Type 1 Diabetes (T1D) is regarded as an autoimmune disease characterized by insulin deficiency resulting from destruction of pancreatic β-cells. The incidence rates of T1D have increased worldwide. Over the past decades, progress has been made in understanding the complexity of the immune response and its role in T1D pathogenesis, however, the trigger of T1D autoimmunity remains unclear. The increasing incidence rates, immigrant studies, and twin studies suggest that environmental factors play an important role and the trigger cannot simply be explained by genetic predisposition. Several research initiatives have identified environmental factors that potentially contribute to the onset of T1D autoimmunity and the progression of disease in children/young adults. More recently, the interplay between gut microbiota and the immune system has been implicated as an important factor in T1D pathogenesis. Although results often vary between studies, broad compositional and diversity patterns have emerged from both longitudinal and cross-sectional human studies. T1D patients have a less diverse gut microbiota, an increased prevalence of Bacteriodetes taxa and an aberrant metabolomic profile compared to healthy controls. In this comprehensive review, we present the data obtained from both animal and human studies focusing on the large longitudinal human studies. These studies are particularly valuable in elucidating the environmental factors that lead to aberrant gut microbiota composition and potentially contribute to T1D. We also discuss how environmental factors, such as birth mode, diet, and antibiotic use modulate gut microbiota and how this potentially contributes to T1D. In the final section, we focus on existing recent literature on microbiota-produced metabolites, proteins, and gut virome function as potential protectants or triggers of T1D onset. Overall, current results indicate that higher levels of diversity along with the presence of beneficial microbes and the resulting microbial-produced metabolites can act as protectors against T1D onset. However, the specifics of the interplay between host and microbes are yet to be discovered.

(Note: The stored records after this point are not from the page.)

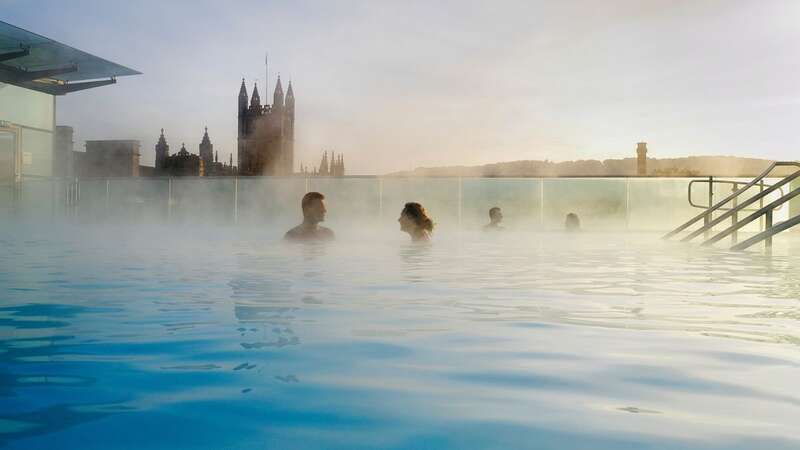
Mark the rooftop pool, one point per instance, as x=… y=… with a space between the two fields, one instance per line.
x=167 y=337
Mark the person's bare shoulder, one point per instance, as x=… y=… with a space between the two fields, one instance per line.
x=326 y=234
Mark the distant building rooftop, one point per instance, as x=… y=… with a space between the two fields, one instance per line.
x=35 y=62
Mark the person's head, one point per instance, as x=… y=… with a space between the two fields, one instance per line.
x=572 y=222
x=414 y=218
x=495 y=215
x=313 y=205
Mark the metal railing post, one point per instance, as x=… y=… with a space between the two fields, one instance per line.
x=169 y=199
x=627 y=203
x=768 y=240
x=236 y=200
x=460 y=198
x=380 y=198
x=761 y=205
x=735 y=217
x=541 y=203
x=708 y=217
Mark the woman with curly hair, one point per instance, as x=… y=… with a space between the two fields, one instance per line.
x=414 y=220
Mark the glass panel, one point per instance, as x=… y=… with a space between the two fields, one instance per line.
x=659 y=204
x=7 y=153
x=26 y=107
x=94 y=200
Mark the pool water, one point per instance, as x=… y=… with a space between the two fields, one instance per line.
x=227 y=338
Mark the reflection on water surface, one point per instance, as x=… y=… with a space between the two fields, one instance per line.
x=502 y=341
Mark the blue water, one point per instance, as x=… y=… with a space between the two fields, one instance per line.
x=224 y=338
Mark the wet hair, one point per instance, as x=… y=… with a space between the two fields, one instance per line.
x=309 y=198
x=572 y=222
x=419 y=215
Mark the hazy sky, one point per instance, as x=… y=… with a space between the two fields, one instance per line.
x=402 y=84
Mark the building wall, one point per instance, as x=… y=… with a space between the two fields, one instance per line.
x=31 y=115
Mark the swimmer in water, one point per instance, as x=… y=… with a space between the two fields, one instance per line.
x=414 y=220
x=495 y=217
x=572 y=222
x=313 y=205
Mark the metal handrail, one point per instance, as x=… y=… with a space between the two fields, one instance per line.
x=735 y=184
x=767 y=234
x=736 y=209
x=708 y=213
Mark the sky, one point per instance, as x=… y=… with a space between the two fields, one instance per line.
x=395 y=85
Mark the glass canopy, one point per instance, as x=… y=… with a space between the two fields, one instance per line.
x=24 y=55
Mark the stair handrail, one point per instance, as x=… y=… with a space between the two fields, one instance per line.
x=742 y=205
x=768 y=233
x=730 y=197
x=764 y=210
x=715 y=181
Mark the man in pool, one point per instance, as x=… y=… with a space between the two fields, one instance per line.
x=495 y=217
x=313 y=205
x=572 y=223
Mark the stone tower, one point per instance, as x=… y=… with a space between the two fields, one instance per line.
x=266 y=133
x=206 y=151
x=162 y=152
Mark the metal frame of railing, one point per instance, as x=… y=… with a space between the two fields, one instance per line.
x=766 y=210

1 型糖尿病(T1D)被认为是一种自身免疫性疾病,其特征是由于胰腺β细胞破坏导致胰岛素缺乏。T1D 的发病率在全球范围内有所增加。在过去的几十年中,人们对免疫反应的复杂性及其在 T1D 发病机制中的作用有了更多的了解,然而,T1D 自身免疫的触发因素仍不清楚。发病率的增加、移民研究和双胞胎研究表明,环境因素起着重要作用,并且不能简单地用遗传易感性来解释触发因素。一些研究计划已经确定了可能导致 T1D 自身免疫和儿童/年轻人疾病进展的环境因素。最近,肠道微生物群和免疫系统之间的相互作用被认为是 T1D 发病机制中的一个重要因素。尽管研究结果在不同的研究中经常有所不同,但来自纵向和横断面人类研究的广泛组成和多样性模式已经出现。与健康对照组相比,T1D 患者的肠道微生物群多样性较低,厚壁菌门的丰度增加,代谢组学图谱异常。在这篇综述中,我们介绍了来自动物和人类研究的数据,重点介绍了大型纵向人类研究。这些研究对于阐明导致肠道微生物群组成异常的环境因素以及这些因素如何可能导致 T1D 特别有价值。我们还讨论了环境因素(如分娩方式、饮食和抗生素使用)如何调节肠道微生物群,以及这如何可能导致 T1D。在最后一节中,我们重点介绍了关于微生物群产生的代谢物、蛋白质和肠道病毒组功能作为 T1D 发病潜在保护剂或触发因素的最新文献。总的来说,目前的结果表明,更高的多样性水平以及有益微生物的存在和由此产生的微生物产生的代谢物可以作为预防 T1D 发病的保护剂。然而,宿主和微生物之间相互作用的具体细节仍有待发现。